Exhibit 3.1
CERTIFICATE OF AMENDMENT TO
AMENDED AND RESTATED
CERTIFICATE OF INCORPORATION OF
IGM BIOSCIENCES, INC.
IGM Biosciences, Inc., a corporation organized and existing under the laws of the State of Delaware (the “Corporation”), hereby certifies as follows:
A. The name of the Corporation is IGM Biosciences, Inc. The Corporation was originally incorporated pursuant to the General Corporation Law of the State of Delaware (“DGCL”) on August 25, 1993 under the name Palingen, Inc.

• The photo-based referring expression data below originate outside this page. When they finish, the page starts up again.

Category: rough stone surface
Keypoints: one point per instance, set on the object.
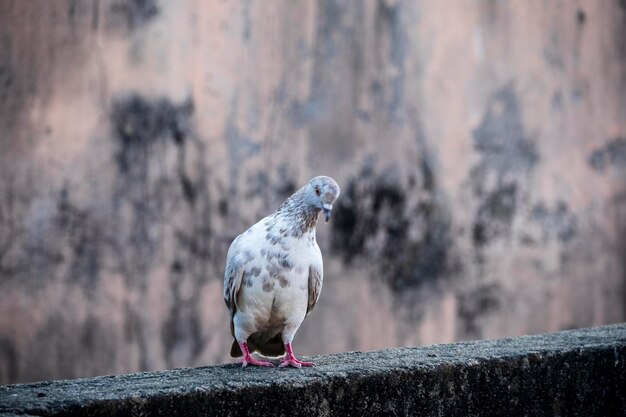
(572, 373)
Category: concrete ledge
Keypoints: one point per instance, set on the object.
(571, 373)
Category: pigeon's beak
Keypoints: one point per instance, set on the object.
(327, 208)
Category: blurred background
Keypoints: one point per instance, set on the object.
(480, 147)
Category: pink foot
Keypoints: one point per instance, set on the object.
(249, 360)
(291, 360)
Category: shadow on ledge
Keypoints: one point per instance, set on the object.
(571, 373)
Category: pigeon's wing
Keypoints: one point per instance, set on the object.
(232, 283)
(315, 287)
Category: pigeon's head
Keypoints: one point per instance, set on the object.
(321, 193)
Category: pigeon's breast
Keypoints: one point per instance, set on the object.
(275, 282)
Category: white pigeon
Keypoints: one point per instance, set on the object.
(274, 275)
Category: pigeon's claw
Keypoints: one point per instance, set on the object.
(296, 363)
(291, 360)
(251, 361)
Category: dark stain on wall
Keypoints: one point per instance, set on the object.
(507, 157)
(9, 361)
(133, 14)
(475, 304)
(139, 122)
(495, 215)
(377, 220)
(150, 132)
(613, 154)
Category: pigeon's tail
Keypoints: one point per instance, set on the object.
(273, 348)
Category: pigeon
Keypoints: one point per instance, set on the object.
(273, 275)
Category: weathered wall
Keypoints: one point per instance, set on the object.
(572, 373)
(481, 149)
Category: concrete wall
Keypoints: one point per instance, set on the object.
(481, 148)
(574, 373)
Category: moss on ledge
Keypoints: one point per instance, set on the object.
(572, 373)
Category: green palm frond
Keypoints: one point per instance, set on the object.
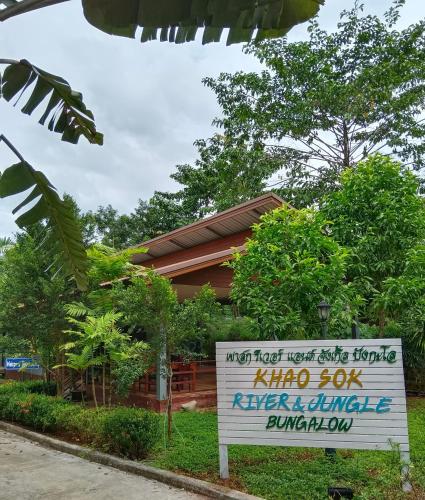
(178, 21)
(77, 310)
(65, 111)
(63, 234)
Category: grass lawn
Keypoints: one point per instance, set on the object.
(294, 473)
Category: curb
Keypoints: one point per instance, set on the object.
(190, 484)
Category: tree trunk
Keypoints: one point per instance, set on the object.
(381, 316)
(93, 386)
(169, 402)
(82, 385)
(110, 387)
(103, 384)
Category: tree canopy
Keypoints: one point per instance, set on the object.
(319, 107)
(380, 217)
(290, 265)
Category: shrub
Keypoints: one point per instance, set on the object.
(130, 432)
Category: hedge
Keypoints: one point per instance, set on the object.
(129, 432)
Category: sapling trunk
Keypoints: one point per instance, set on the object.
(103, 384)
(169, 402)
(82, 385)
(110, 387)
(93, 387)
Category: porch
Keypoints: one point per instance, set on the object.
(195, 381)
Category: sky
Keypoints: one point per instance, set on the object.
(148, 100)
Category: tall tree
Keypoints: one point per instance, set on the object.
(379, 215)
(31, 298)
(319, 107)
(290, 265)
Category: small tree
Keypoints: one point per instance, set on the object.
(151, 303)
(102, 339)
(290, 265)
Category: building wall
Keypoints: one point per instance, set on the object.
(217, 276)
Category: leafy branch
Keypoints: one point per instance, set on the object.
(63, 234)
(65, 111)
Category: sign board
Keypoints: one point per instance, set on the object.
(321, 394)
(16, 364)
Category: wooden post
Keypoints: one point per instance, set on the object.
(224, 462)
(405, 463)
(161, 371)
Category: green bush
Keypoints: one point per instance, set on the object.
(130, 432)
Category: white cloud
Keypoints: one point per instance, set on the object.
(148, 100)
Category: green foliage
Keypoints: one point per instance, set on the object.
(319, 107)
(131, 432)
(34, 410)
(276, 473)
(100, 342)
(149, 302)
(225, 174)
(290, 265)
(13, 346)
(106, 264)
(63, 237)
(32, 314)
(380, 217)
(65, 110)
(180, 21)
(160, 214)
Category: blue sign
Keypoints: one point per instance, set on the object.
(16, 364)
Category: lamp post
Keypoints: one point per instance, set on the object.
(324, 310)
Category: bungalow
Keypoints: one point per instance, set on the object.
(191, 257)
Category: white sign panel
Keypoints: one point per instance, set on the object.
(324, 394)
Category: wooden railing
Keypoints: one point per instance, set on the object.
(186, 377)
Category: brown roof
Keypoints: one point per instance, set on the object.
(231, 221)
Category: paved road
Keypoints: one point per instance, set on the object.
(30, 472)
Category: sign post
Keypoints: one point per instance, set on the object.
(23, 364)
(321, 394)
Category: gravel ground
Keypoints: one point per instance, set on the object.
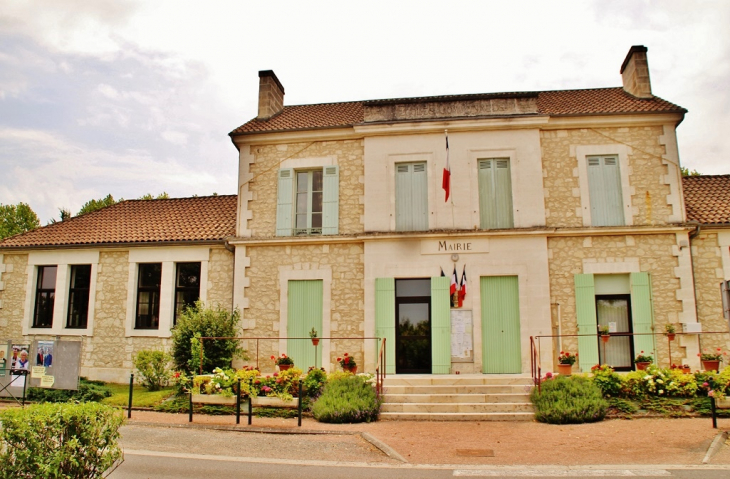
(642, 441)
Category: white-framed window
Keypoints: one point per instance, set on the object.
(605, 191)
(60, 292)
(495, 193)
(411, 196)
(161, 282)
(307, 201)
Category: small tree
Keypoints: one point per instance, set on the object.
(201, 321)
(15, 219)
(152, 367)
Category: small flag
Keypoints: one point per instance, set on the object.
(452, 291)
(446, 181)
(462, 288)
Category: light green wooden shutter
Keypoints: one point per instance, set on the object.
(495, 193)
(641, 313)
(585, 310)
(304, 313)
(604, 185)
(284, 202)
(440, 325)
(501, 345)
(411, 197)
(330, 200)
(385, 319)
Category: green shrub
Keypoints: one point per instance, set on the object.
(59, 441)
(348, 399)
(89, 391)
(152, 369)
(569, 400)
(201, 321)
(607, 380)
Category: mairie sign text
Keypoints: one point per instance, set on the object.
(449, 246)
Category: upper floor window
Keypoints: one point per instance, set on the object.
(495, 193)
(78, 296)
(411, 197)
(308, 201)
(148, 296)
(187, 287)
(605, 194)
(45, 295)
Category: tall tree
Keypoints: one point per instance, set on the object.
(15, 219)
(93, 205)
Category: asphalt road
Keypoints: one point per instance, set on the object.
(182, 453)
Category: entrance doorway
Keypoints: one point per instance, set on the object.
(413, 326)
(614, 311)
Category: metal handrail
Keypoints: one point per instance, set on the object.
(380, 369)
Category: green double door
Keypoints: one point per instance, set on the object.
(304, 313)
(501, 349)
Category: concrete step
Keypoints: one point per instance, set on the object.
(456, 398)
(457, 380)
(407, 416)
(459, 389)
(441, 408)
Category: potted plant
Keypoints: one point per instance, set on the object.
(313, 336)
(711, 361)
(642, 361)
(348, 363)
(604, 332)
(565, 362)
(284, 362)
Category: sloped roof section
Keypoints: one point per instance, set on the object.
(598, 101)
(205, 218)
(707, 198)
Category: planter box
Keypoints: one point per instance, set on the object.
(214, 399)
(261, 401)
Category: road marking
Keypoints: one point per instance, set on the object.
(560, 473)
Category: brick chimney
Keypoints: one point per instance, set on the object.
(635, 72)
(271, 95)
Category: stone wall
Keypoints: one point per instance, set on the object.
(346, 302)
(708, 271)
(220, 278)
(12, 295)
(347, 154)
(647, 172)
(567, 256)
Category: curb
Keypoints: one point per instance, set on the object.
(259, 430)
(715, 446)
(389, 451)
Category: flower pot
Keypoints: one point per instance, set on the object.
(642, 366)
(214, 399)
(265, 401)
(711, 365)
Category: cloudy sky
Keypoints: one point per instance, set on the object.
(132, 97)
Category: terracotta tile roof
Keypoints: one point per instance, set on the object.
(707, 198)
(559, 102)
(301, 117)
(204, 218)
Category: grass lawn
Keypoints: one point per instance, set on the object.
(141, 397)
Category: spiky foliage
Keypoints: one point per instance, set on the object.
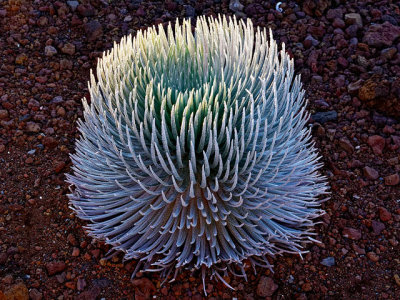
(194, 152)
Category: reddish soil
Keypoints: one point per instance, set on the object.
(348, 55)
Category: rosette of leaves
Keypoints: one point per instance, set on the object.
(193, 152)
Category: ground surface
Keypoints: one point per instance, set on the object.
(348, 55)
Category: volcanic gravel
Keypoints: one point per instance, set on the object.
(348, 55)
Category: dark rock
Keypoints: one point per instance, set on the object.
(326, 116)
(371, 173)
(353, 18)
(93, 30)
(351, 233)
(144, 288)
(381, 35)
(384, 214)
(55, 267)
(377, 227)
(32, 127)
(86, 10)
(346, 145)
(266, 287)
(377, 143)
(393, 179)
(329, 261)
(68, 49)
(73, 4)
(17, 291)
(336, 13)
(354, 87)
(34, 294)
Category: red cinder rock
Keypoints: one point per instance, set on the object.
(351, 233)
(384, 214)
(377, 144)
(371, 173)
(266, 287)
(393, 179)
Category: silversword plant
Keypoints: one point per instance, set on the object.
(194, 152)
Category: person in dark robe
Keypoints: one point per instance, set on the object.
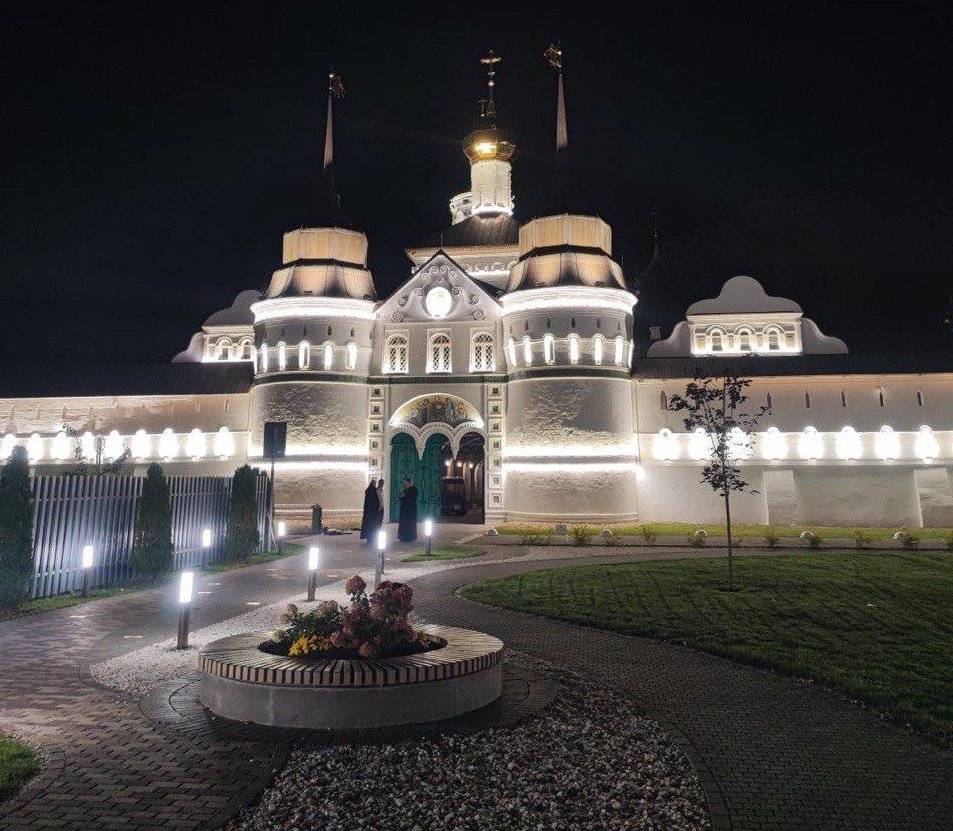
(407, 529)
(371, 519)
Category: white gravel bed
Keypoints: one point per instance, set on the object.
(138, 671)
(584, 763)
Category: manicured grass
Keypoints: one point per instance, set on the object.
(64, 601)
(876, 626)
(17, 764)
(683, 529)
(442, 554)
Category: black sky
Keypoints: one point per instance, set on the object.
(153, 155)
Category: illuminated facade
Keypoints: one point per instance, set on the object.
(518, 337)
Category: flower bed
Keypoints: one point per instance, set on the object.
(368, 627)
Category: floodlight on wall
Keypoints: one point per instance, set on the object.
(314, 560)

B. This Certificate of Amendment to the Amended and Restated Certificate of Incorporation (this “Certificate of Amendment”) was duly adopted by the Board of Directors of the Corporation (the “Board of Directors”) in accordance with Section 242 of the DGCL, and has been duly approved by the stockholders of the Corporation.
C. Section 1 of Article IV of the Amended and Restated Certificate of Incorporation is hereby amended and restated in its entirety to read as follows:
“This Corporation is authorized to issue two classes of stock, to be designated, respectively, “Common Stock” and “Preferred Stock.” The total number of shares of stock that the Corporation shall have authority to issue is One Billion Four Hundred Million (1,400,000,000) shares, of which One Billion Two Hundred Million (1,200,000,000) shares are Common Stock, $0.01 par value, and Two Hundred Million (200,000,000) shares are Preferred Stock, $0.01 par value. One Billion (1,000,000,000) shares of the Common Stock are hereby designated “Voting Common Stock” and Two Hundred Million (200,000,000) shares of the Common Stock are hereby designated as “Non-Voting Common Stock,” each with the following rights, preferences, powers, privileges and restrictions, qualifications and limitations. Any reference to “Common Stock” issued by the Corporation in any contract, agreement or otherwise to which the Corporation is a party, whether before or after the date of filing of this Amended and Restated Certificate of Incorporation, shall refer to Voting Common Stock, unless specific reference is made to the Non-Voting Common Stock.”